Luxury automaker Porsche AG plans to discuss whether it should increase its stake in Volkswagen AG to nearly 30 percent, a move that would put it just shy of level at which German law would require a takeover offer.
Speaking at the Geneva Motor Show, Porsche Chief Executive Wendelin Wiedeking said the Stuttgart-based company would "in the next few days" discuss raising its stake in Volkswagen from its current 27.4 percent level. Porsche is already VW's largest shareholder.
Shares of Porsche rose 2.8 percent to euro981.29 (US$1,283.82) in Frankfurt trading.
Wiedeking gave no timeframe for any decision, but reiterated that the company has no plans to raise the stake to 30 percent, which would trigger a mandatory takeover bid for Europe's biggest automaker by sales.
Porsche became Volkswagen's largest single shareholder, partly to protect the Wolfsburg-based automaker from a takeover by financial investors.
Wiedeking said he wouldn't be surprised if a private equity firm takes over an automaker at some point.
"There's a lot of restructuring potential in the auto industry, and a few bargains are on the market," he said. "But the auto industry is difficult.
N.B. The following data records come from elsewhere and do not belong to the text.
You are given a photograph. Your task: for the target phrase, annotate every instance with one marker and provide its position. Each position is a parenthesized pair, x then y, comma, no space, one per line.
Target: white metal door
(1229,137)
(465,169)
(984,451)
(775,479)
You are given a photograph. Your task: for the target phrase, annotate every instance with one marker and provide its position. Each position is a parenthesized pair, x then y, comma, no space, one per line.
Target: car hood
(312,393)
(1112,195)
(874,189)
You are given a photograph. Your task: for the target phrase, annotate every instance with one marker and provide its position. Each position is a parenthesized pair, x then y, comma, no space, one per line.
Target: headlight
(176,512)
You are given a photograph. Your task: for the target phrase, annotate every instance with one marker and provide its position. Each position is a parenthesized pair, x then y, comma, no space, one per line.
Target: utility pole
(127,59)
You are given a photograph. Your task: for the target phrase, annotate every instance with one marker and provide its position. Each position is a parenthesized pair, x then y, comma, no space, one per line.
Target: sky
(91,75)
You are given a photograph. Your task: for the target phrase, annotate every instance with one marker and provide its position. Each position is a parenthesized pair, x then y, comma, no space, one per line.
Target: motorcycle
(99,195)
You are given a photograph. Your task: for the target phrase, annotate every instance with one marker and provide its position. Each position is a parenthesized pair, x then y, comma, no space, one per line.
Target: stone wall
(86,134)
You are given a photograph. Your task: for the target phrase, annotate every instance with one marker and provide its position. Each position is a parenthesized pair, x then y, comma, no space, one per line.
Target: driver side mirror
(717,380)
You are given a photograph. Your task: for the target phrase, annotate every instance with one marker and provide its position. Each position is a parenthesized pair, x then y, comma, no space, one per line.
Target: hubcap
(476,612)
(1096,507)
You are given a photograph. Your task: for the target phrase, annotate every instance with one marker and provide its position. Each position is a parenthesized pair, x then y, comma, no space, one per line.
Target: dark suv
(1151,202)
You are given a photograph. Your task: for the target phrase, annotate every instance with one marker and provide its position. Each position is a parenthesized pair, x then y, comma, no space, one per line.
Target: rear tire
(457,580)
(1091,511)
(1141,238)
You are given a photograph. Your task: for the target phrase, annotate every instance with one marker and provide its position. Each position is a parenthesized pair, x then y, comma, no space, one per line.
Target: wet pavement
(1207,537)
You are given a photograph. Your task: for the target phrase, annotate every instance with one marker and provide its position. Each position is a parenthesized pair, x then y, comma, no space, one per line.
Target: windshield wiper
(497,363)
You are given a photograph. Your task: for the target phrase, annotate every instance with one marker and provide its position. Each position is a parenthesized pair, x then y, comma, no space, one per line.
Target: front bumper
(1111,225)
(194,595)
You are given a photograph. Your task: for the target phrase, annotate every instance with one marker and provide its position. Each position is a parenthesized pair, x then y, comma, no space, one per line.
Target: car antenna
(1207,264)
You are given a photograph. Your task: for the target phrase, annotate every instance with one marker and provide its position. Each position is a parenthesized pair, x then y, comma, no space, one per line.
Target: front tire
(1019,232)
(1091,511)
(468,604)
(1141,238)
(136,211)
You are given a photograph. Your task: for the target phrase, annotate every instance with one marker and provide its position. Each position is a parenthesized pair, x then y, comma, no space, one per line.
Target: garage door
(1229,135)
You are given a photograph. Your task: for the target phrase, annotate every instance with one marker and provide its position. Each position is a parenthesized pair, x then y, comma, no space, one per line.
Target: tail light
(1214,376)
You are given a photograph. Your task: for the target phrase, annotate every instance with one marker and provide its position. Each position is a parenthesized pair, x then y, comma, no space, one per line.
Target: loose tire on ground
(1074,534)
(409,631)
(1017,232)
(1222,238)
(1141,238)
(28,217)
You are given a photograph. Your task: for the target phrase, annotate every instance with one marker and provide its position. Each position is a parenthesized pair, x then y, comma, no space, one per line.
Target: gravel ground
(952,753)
You need experience, and mistakes can become very expensive."
Looking at his own company's performance, he told reporters that demand for the company's Cayenne model has picked up as demand for the revamped line has risen.
"Order intake for the new Cayenne is unbelievable... It's way above our expectations," Wiedeking said, but without releasing a precise figure.
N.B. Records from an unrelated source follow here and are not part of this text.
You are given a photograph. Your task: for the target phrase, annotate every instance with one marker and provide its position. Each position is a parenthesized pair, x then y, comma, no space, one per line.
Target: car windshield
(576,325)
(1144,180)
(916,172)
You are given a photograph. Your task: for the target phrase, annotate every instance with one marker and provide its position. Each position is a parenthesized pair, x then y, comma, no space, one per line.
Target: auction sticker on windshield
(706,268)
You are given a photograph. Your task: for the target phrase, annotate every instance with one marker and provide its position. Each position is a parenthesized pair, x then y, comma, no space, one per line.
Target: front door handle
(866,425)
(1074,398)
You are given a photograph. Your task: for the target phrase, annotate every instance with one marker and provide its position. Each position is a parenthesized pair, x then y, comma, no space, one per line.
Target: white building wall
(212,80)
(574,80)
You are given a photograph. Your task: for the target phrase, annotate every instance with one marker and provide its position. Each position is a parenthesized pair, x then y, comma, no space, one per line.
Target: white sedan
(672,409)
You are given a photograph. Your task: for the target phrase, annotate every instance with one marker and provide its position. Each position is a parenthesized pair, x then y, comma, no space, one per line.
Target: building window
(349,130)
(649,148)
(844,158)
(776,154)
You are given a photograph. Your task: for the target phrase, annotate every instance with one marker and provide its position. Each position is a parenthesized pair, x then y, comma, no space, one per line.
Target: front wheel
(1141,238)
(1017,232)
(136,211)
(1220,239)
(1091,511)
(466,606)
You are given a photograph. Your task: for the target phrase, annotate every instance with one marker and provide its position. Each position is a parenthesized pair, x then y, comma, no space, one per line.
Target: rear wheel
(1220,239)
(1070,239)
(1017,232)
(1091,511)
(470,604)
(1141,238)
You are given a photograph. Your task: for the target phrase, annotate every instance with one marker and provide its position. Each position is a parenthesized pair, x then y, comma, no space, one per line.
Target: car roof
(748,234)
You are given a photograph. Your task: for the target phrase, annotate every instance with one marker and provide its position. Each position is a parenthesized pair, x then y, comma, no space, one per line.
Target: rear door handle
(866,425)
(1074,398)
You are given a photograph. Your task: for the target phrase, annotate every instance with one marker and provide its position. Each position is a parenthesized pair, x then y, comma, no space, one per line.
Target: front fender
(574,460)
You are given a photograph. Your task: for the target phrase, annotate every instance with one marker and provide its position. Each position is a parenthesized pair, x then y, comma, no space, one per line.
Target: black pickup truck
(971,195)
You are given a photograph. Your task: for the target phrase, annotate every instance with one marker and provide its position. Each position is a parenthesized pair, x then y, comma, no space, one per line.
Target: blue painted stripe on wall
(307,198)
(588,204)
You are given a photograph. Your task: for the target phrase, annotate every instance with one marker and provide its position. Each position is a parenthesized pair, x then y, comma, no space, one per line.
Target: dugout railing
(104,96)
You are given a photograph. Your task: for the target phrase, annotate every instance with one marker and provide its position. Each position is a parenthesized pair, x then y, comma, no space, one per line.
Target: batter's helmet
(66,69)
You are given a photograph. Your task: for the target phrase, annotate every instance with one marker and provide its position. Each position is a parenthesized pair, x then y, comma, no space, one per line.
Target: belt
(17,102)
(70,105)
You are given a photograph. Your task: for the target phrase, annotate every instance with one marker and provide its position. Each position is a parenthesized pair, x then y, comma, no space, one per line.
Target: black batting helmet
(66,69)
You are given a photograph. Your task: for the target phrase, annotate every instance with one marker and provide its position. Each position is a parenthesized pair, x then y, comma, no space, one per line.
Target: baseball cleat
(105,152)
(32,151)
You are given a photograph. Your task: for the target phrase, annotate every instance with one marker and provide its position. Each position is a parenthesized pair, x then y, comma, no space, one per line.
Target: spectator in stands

He said that global Cayenne sales for the full fiscal year, which ends July 31, are expected to come in at around last year's level, which saw Cayenne sales of about 34,000 vehicles.
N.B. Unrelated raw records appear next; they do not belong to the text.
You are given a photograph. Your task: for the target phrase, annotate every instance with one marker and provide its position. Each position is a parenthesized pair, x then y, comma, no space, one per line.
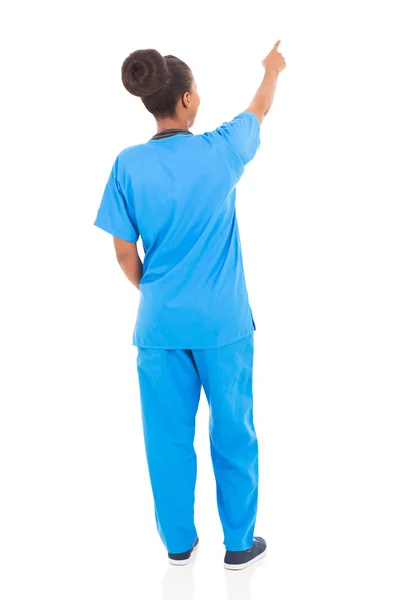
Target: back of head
(158,80)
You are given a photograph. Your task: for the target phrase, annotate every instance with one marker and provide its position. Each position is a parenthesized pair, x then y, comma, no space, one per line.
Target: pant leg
(170,390)
(227,376)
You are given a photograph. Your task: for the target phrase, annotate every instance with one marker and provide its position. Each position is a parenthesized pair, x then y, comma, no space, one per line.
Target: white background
(319,218)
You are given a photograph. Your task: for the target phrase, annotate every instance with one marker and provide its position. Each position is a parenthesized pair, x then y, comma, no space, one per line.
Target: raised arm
(273,64)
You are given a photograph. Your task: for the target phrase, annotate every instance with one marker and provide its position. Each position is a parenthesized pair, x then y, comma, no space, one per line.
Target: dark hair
(158,80)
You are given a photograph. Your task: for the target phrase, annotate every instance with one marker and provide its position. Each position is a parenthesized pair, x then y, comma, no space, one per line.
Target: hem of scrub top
(194,347)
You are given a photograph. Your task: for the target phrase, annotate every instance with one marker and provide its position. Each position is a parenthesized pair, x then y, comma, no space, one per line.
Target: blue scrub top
(178,194)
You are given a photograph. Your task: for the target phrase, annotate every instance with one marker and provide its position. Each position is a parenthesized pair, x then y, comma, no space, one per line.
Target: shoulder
(241,134)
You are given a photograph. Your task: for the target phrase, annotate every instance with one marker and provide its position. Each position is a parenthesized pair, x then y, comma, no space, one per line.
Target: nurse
(194,326)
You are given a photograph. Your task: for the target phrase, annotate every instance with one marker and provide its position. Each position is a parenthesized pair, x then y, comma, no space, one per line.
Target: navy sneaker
(184,557)
(244,558)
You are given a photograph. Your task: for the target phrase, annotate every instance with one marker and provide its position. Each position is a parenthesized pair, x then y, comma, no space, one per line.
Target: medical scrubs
(194,326)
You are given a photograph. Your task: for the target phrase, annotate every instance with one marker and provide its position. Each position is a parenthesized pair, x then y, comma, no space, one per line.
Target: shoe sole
(182,563)
(245,565)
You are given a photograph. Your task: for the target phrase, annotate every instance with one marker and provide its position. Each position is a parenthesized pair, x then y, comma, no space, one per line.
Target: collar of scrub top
(169,132)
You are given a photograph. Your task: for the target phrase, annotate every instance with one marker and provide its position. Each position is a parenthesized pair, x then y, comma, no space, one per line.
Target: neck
(169,123)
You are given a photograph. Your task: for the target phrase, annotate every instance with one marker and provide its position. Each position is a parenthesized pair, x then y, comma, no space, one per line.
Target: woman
(194,326)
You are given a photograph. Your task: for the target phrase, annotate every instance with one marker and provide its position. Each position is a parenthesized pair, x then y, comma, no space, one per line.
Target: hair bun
(144,72)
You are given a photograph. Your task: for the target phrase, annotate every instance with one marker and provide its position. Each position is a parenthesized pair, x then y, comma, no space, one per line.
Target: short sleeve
(116,215)
(242,134)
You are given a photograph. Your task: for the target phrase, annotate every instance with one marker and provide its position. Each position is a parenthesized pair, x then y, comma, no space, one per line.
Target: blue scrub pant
(170,383)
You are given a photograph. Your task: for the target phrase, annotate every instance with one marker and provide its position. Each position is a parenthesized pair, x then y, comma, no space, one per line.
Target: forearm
(264,96)
(132,267)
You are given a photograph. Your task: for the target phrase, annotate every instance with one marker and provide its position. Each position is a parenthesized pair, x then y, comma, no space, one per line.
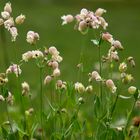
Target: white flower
(8,7)
(123,67)
(110,84)
(14,69)
(1,98)
(47,80)
(5,15)
(100,11)
(32,37)
(132,90)
(79,87)
(14,33)
(20,19)
(37,54)
(27,56)
(9,23)
(67,19)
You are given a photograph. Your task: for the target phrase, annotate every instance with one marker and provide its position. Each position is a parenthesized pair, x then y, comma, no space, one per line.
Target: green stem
(129,117)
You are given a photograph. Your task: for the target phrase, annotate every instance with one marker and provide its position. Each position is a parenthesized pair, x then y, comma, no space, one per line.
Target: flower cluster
(8,21)
(87,19)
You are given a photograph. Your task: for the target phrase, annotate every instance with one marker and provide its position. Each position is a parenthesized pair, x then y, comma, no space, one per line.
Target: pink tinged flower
(79,87)
(14,33)
(132,90)
(8,7)
(47,79)
(32,37)
(1,21)
(56,72)
(100,12)
(9,23)
(117,44)
(1,98)
(37,54)
(110,84)
(5,15)
(123,67)
(67,19)
(27,56)
(95,75)
(53,51)
(82,25)
(107,37)
(14,69)
(20,19)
"The limit is the production capacity, not demand," he added. The revamped sports-utility vehicle will hit showrooms March 1.
Wiedeking said he is "very optimistic" that the "operative business" in the current fiscal year will be above last year.
He held off on any forecasts for the U.S. market, which is the company's largest, waiting instead to see how the U.S. economy develops.